How Oregon's Poet Laureate Launched a Poem Hotline

"I've been thinking a lot about the idea of telephones," says Oregon poet laureate Anis Mojgani from his studio in Southeast Portland. It's a fascination he's been harboring for a while. Shortly after Gov. Kate Brown appointed Mojgani in the spring of 2020, he came across a port-a-potty for a nearby construction project in his neighborhood. "The way it was just sitting there in the evening light, I was like, 'It almost looks like a phone booth,'" he recalls.
He'd been considering different ways to engage Oregonians while COVID prevented him from traveling around the state, and that picturesque port-a-potty lit a bulb. "I thought, 'Oh, what if there was a phone booth where somebody could call and hear a poem, or call and leave a poem and listen to somebody else's poem that they had left?'" Time and pressure and an undulating pandemic stalled the idea, but on April 1, Mojgani finally launched the Tele-Poem Hotline, which will deliver a rotating slate of poems written and read by an Oregon poet laureate to anyone who dials in.

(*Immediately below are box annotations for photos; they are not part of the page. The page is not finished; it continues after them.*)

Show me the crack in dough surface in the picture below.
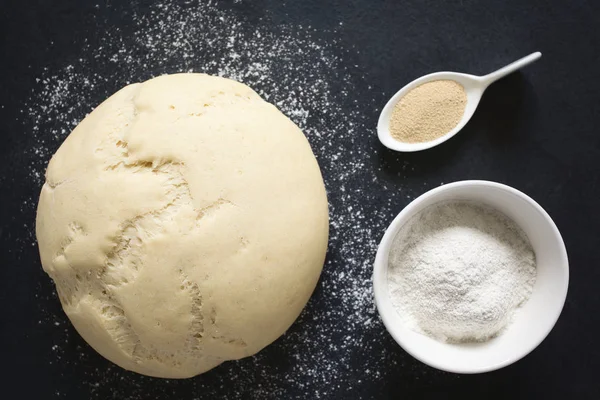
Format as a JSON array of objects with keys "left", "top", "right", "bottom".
[{"left": 37, "top": 74, "right": 328, "bottom": 378}]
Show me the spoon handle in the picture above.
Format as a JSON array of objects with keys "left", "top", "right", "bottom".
[{"left": 480, "top": 51, "right": 542, "bottom": 87}]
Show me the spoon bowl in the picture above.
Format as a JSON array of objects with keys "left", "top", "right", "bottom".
[{"left": 377, "top": 52, "right": 542, "bottom": 152}]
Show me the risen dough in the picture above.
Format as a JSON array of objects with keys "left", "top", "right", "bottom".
[{"left": 36, "top": 74, "right": 328, "bottom": 378}]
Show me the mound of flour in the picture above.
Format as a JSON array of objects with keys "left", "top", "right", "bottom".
[{"left": 388, "top": 202, "right": 536, "bottom": 342}]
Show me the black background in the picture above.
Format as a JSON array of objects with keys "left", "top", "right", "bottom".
[{"left": 0, "top": 0, "right": 600, "bottom": 399}]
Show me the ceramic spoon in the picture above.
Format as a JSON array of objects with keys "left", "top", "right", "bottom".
[{"left": 377, "top": 51, "right": 542, "bottom": 152}]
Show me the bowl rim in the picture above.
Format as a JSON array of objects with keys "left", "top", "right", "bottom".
[{"left": 373, "top": 180, "right": 569, "bottom": 374}]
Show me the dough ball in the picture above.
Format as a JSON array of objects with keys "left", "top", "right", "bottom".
[{"left": 36, "top": 74, "right": 328, "bottom": 378}]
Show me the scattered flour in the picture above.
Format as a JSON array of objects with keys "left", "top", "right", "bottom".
[{"left": 19, "top": 1, "right": 432, "bottom": 400}]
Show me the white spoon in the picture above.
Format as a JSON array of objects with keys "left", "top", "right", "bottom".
[{"left": 377, "top": 51, "right": 542, "bottom": 152}]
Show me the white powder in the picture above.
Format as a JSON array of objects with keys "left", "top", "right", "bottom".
[
  {"left": 388, "top": 202, "right": 536, "bottom": 342},
  {"left": 22, "top": 0, "right": 408, "bottom": 400}
]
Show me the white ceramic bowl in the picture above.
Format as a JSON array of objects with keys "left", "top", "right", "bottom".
[{"left": 373, "top": 181, "right": 569, "bottom": 373}]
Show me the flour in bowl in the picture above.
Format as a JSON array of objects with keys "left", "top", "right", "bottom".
[{"left": 388, "top": 202, "right": 537, "bottom": 343}]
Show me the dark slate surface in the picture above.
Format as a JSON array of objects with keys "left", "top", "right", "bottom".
[{"left": 0, "top": 0, "right": 600, "bottom": 399}]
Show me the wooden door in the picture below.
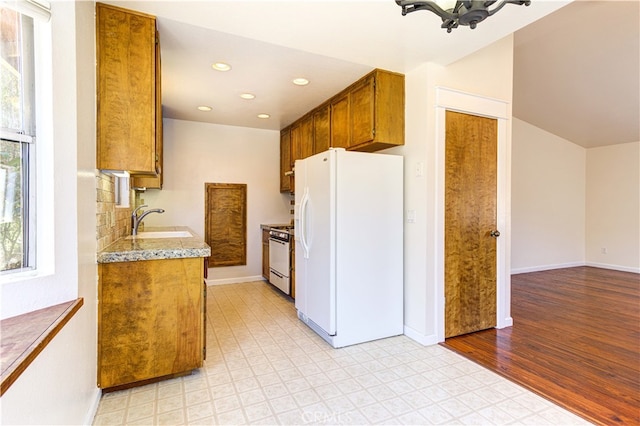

The lineup has included seven pieces each by Paulann Petersen, Kim Stafford (and his father William Stafford), Elizabeth Woody, and Mojgani himself. They rotate daily: some have been newly recorded, others pulled from audio archives, and all were assembled by Mojgani's friend Oliver Blank, who took care of the technical details. All hopeful audiences need to do is dial (503) 928-7008, kick back, and listen.
The response, Mojgani says, has been warm. Nearly 1,000 people from 12 states (and Canada) dialed in during the first week, and Mojgani's Instagram post announcing the hotline is among his most-liked ever. "The best way I can describe the response is that it feels like folks are very tickled by it," he says. "People have been very young in their responding to it; it's something that's made them excited to feel innocent again."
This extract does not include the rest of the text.